We get back 8 songs that fit, here are the top results:
From Hozier : Someone New : 
And so I fall in love just a little ol' little bit
I fall in love just a little ol' little bit
I fall in love just a little ol' little bit

From Hozier : Take Me to Church : 
My lover's got humour
But I love it
Is when I'm alone with you—

From Hozier : Work Song : 
I'm so full of love I could barely eat
She give me toothaches just from kissin' me
There's nothing sweeter than my baby

From Hozier : Cherry Wine : 
The way she tells me I'm hers and she is mine
Hot and fast and angry as she can be
Her eyes and words are so icy

From Noah Kahan feat. Hozier : Northern Attitude: 
You lose your friends, you lose your wife
You feelin' right? You feelin' proud?
Forgive my northern attitude

From Hozier : Butchered Tongue: 
Singin' at me as the first thing
And as a young man, blessed to pass so many road signs
A promise softly sung of somewhere else

From Hozier feat.
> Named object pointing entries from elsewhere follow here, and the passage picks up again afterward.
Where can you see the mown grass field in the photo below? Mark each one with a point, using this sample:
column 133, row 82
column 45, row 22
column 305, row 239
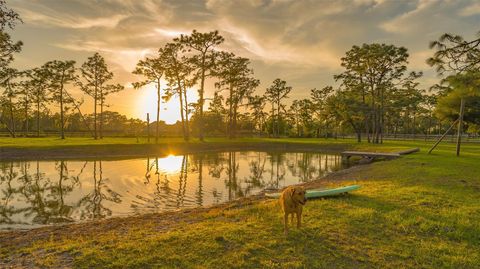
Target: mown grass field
column 418, row 211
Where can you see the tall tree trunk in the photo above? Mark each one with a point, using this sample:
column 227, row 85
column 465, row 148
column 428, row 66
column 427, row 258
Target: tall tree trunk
column 38, row 118
column 12, row 118
column 158, row 111
column 187, row 125
column 26, row 115
column 230, row 113
column 62, row 121
column 460, row 125
column 95, row 100
column 182, row 116
column 201, row 100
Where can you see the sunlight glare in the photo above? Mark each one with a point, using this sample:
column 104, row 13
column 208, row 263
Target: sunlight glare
column 169, row 111
column 171, row 164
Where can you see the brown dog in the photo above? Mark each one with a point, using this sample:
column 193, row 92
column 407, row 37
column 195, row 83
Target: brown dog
column 292, row 201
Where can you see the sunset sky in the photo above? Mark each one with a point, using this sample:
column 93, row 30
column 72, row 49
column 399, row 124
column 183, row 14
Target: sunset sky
column 299, row 41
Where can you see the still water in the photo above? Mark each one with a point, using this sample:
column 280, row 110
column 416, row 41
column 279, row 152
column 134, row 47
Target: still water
column 37, row 193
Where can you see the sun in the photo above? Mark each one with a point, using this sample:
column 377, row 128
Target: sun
column 169, row 111
column 171, row 164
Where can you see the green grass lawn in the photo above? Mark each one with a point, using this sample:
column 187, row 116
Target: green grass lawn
column 418, row 211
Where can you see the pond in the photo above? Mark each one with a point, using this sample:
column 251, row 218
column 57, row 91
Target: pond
column 35, row 193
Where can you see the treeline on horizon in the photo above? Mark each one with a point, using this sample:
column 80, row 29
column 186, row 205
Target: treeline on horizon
column 377, row 95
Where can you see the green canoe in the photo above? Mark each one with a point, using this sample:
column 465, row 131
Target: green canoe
column 321, row 192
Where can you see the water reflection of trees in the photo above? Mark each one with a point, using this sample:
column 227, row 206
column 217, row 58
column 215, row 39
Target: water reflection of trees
column 42, row 199
column 93, row 204
column 28, row 195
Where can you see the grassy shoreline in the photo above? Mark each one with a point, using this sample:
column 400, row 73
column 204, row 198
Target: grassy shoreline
column 416, row 211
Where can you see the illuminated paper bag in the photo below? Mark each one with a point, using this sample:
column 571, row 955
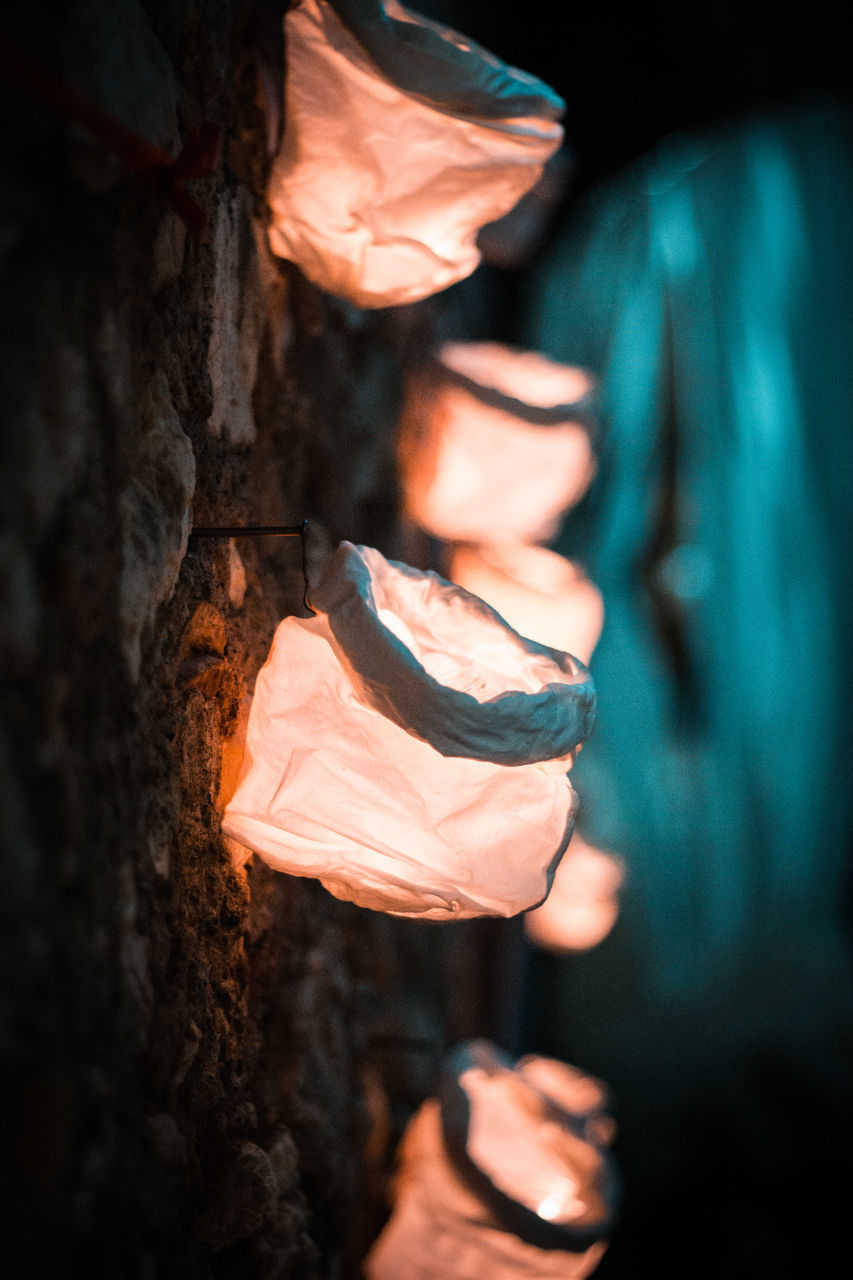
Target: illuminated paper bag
column 539, row 593
column 583, row 904
column 409, row 749
column 537, row 1130
column 495, row 444
column 402, row 138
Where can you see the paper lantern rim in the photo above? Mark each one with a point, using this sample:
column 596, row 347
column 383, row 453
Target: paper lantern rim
column 514, row 727
column 515, row 1216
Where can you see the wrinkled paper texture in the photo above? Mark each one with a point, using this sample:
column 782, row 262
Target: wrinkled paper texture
column 401, row 141
column 374, row 739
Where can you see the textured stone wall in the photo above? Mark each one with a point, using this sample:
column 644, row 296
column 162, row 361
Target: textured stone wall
column 205, row 1064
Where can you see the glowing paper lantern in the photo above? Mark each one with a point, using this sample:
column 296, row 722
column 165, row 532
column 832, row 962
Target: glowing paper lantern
column 495, row 444
column 409, row 749
column 541, row 594
column 583, row 904
column 501, row 1178
column 402, row 140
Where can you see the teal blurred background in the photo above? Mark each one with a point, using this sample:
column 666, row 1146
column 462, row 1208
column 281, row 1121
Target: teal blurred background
column 698, row 263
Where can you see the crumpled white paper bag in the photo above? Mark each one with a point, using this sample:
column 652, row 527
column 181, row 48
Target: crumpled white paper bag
column 583, row 903
column 402, row 138
column 495, row 443
column 539, row 593
column 441, row 1225
column 409, row 749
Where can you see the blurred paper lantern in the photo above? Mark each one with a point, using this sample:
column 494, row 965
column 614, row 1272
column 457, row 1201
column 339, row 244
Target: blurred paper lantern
column 525, row 1150
column 446, row 1220
column 583, row 904
column 495, row 444
column 539, row 593
column 402, row 140
column 409, row 749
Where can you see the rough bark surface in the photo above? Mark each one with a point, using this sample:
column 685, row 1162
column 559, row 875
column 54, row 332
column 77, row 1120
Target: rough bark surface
column 205, row 1064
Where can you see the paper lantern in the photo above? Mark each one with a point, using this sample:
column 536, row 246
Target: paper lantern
column 402, row 138
column 583, row 904
column 539, row 593
column 495, row 444
column 409, row 749
column 536, row 1130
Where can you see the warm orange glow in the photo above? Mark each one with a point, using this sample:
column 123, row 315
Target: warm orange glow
column 398, row 146
column 583, row 904
column 409, row 749
column 477, row 470
column 541, row 594
column 527, row 1153
column 439, row 1229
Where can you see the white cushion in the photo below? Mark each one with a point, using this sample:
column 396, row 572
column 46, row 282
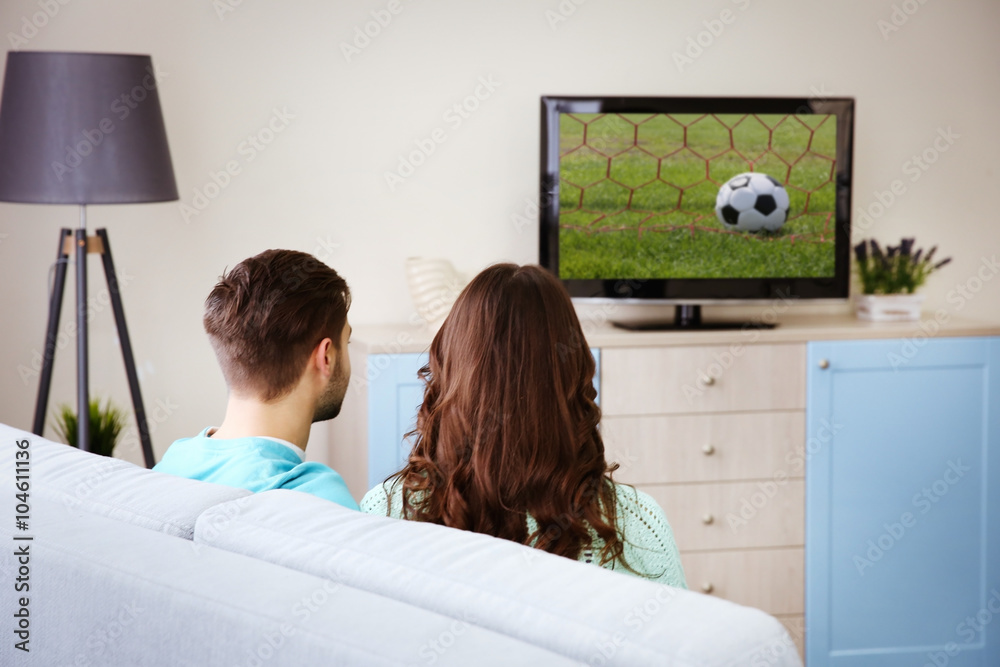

Mavis Staples : Nina Cried Power : 
It's th

Using the semantic model, we not get a lot more results for "love". Pretty much every song in the small test dataset actully comes up - which either means our model's threshold is a bit too low for now; or that the lyrics do just happen to all be about love in some way. Both interesting restuls!

Now that we've seen this can work, next up we can try with some more data points, additional data sources, and more refined queries or hybrid search techniques. 

In the next blog - I will add my Spotify listening history and trends to get some more personalized results based on my listening habits and preferences.